17. “World Trade Center” (2006)
Considering Stone’s reputation as a political firebrand, high was the anticipation and also the trepidation for his take on the then-still-recent events of 9/11. But following hot on the heels of Paul Greengrass‘ terrific “United 93,” the biggest surprise was how conventional a melodrama Stone’s film proved to be. He clearly needed to play nice after the tanking of “Alexander,” but no one was expecting anything close to the Lifetime movie-of-the-week that “World Trade Center” turned out to be. It’s not without its moments: the attack itself is well staged, and few directors are as adept at gruff male bonding, which makes up much of the second half of the film. But it still comes across as a somewhat dishonest piece of work, taking a tragic day and mining a happy ending from it.
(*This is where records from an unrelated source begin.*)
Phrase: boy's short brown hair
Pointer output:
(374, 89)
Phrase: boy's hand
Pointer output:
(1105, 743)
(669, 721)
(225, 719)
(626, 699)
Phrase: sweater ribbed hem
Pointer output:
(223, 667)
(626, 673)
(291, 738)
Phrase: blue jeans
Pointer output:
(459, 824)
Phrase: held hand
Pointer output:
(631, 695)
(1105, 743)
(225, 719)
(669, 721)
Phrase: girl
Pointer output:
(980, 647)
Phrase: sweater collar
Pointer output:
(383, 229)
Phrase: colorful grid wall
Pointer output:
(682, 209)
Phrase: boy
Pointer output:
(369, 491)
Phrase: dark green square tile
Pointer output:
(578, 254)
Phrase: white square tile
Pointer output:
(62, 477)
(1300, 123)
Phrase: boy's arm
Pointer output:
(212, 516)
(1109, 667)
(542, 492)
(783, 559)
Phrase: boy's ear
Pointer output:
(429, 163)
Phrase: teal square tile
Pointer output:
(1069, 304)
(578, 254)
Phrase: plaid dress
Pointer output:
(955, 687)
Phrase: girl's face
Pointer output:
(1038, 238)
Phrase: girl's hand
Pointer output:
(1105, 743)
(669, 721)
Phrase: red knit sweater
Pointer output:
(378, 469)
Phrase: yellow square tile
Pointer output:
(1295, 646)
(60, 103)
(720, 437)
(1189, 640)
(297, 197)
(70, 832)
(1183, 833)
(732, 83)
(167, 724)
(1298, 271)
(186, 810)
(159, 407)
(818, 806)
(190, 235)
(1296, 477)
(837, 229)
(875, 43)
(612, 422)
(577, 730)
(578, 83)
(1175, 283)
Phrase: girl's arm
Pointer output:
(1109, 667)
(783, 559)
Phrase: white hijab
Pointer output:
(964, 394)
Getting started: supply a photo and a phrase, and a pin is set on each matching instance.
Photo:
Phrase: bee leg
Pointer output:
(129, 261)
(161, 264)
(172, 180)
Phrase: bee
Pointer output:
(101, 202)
And the political subtexts are a little disturbing (Michael Shannon‘s character, who later served in Iraq, declaring that “they’re going to need some good men out there to avenge this”), the filmmaking unsubtle —witness the soft focus flashbacks from Nicolas Cage‘s character— and Stone’s total inability to depict women as three dimensional individuals is glaring in the short shrift given to Maria Bello and Maggie Gyllenhaal as stricken spouses.

The Hand

16. “The Hand” (1981)
Really only comparable to Stone’s debut within his catalogue (and it does represent a significant improvement on “Seizure”), the supremely cheesy “The Hand” is probably most notable now for the always good value Michael Caine provides in one of his most obviously beach house/tax return-inspired roles: he plays a comic book illustrator pursued (even cross-country!) by his own severed hand which he loses in a freak accident. Stone’s filmmaking craft may have improved a great deal since “Seizure,” but it’s sadly put to work sustaining a ridiculous premise that even sees frequent use of perspective camerawork —from the perspective of a crawling malevolent severed hand! The unconvincing prosthetic is devoid of anything but the rubberiest terror, and though there are a lot of “it was only the cat”-style efforts at jump-scares, few of them really land. The film is also deeply misogynistic, seeing as, however reluctantly, we’re supposed to relate to the maimed man’s deep, inchoate anger (which often feels like the filmmaker’s own) at his neglected and dissatisfied wife (Andrea Marcovicco), and at a world that doesn’t appreciate him as he believes he deserves. Still, Caine’s commitment, especially at the climax as he “Strangelove’s” himself, is a sight to behold.